(Teleborsa) -
Epifania all'insegna della cautela per i mercati europei, dopo i guadagni portati a casa ieri, in scia all'intervento militare USA in Venezuela. A impensierire i mercati, nonostante i
nuovi record raggiunti dalla
Borsa di Tokyo e da
Wall Street, concorre il crescere delle tensioni geopolitiche.
Giornata cruciale sotto il profilo macroeconomico: attesi i dati dei
PMI dell'Eurozona, dopo la correzione registrata a dicembre; l'inflazione francese a dicembre è cresciuta dello 0,7%, al di sotto del consensus dello 0,8%.
L'
Euro / dollaro USA mantiene la posizione sostanzialmente stabile su 1,173. Lieve aumento per l'
oro, che mostra un rialzo dello 0,41%. Sessione debole per il petrolio (Light Sweet Crude Oil), che scambia con un calo dello 0,22%.
Sale lo
spread, attestandosi a +72 punti base, con un incremento di 3 punti base, con il rendimento del BTP decennale pari al 3,53%.
Nello scenario borsistico europeo trascurata
Francoforte, che resta incollata sui livelli della vigilia, resistente
Londra, che segna un piccolo aumento dello 0,55%, e si muove sotto la parità
Parigi, evidenziando un decremento dello 0,24%.

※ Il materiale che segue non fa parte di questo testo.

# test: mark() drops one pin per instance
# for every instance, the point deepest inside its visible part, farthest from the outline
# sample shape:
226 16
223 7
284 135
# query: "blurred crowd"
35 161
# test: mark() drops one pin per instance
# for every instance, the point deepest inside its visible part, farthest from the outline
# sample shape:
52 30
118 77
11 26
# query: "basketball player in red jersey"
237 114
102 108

Lieve aumento per la Borsa Milanese, con il
FTSE MIB che sale dello 0,50% a 46.075 punti, proseguendo la serie positiva iniziata martedì scorso; sulla stessa linea, il
FTSE Italia All-Share avanza in maniera frazionale, arrivando a 48.782 punti.

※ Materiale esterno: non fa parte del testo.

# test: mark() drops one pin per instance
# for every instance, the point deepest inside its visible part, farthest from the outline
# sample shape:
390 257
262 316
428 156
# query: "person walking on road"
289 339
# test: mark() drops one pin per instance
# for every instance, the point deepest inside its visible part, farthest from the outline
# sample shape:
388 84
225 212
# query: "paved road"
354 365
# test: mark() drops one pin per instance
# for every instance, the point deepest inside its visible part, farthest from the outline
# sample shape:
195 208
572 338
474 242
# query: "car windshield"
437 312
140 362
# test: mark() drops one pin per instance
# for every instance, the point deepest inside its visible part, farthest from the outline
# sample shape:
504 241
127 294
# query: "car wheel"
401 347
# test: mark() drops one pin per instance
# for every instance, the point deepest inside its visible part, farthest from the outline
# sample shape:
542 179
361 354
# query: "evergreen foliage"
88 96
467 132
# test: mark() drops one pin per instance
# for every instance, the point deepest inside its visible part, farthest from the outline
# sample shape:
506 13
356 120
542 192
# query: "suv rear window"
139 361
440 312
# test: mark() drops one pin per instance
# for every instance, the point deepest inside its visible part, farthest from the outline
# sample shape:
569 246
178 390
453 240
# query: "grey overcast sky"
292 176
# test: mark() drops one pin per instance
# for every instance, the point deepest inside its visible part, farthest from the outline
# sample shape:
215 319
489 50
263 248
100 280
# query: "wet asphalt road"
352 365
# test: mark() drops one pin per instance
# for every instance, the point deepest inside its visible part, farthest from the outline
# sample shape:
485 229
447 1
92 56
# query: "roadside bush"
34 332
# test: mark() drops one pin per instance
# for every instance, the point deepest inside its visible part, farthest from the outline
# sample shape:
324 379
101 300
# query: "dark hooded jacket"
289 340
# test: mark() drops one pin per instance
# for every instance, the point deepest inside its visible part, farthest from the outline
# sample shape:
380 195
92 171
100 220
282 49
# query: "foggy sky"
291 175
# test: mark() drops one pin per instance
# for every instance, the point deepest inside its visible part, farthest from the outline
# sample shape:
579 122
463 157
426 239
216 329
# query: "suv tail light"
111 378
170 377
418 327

Consolida i livelli della vigilia il
FTSE Italia Mid Cap (-0,05%); sulla stessa linea, sulla parità il
FTSE Italia Star (-0,14%).
In cima alla classifica dei titoli più importanti di Milano, troviamo
STMicroelectronics (+3,20%),
DiaSorin (+3,04%),
Saipem (+2,36%) e
Telecom Italia (+2,11%).
I più forti ribassi, invece, si verificano su
Prysmian, che continua la seduta con -1,14%.
Contrazione moderata per
Leonardo, che soffre un calo dello 0,85%.
Sottotono
Buzzi che mostra una limatura dello 0,78%.
Tra i
migliori titoli del FTSE MidCap,
Avio (+1,68%),
Pirelli (+1,28%),
Fiera Milano (+1,15%) e
Maire (+1,06%).
I più forti ribassi, invece, si verificano su
Safilo, che continua la seduta con -2,06%.
Scivola
MARR, con un netto svantaggio dell'1,54%.
Deludente
Juventus, che si adagia poco sotto i livelli della vigilia.
Fiacca
Sanlorenzo, che mostra un piccolo decremento dell'1,14%.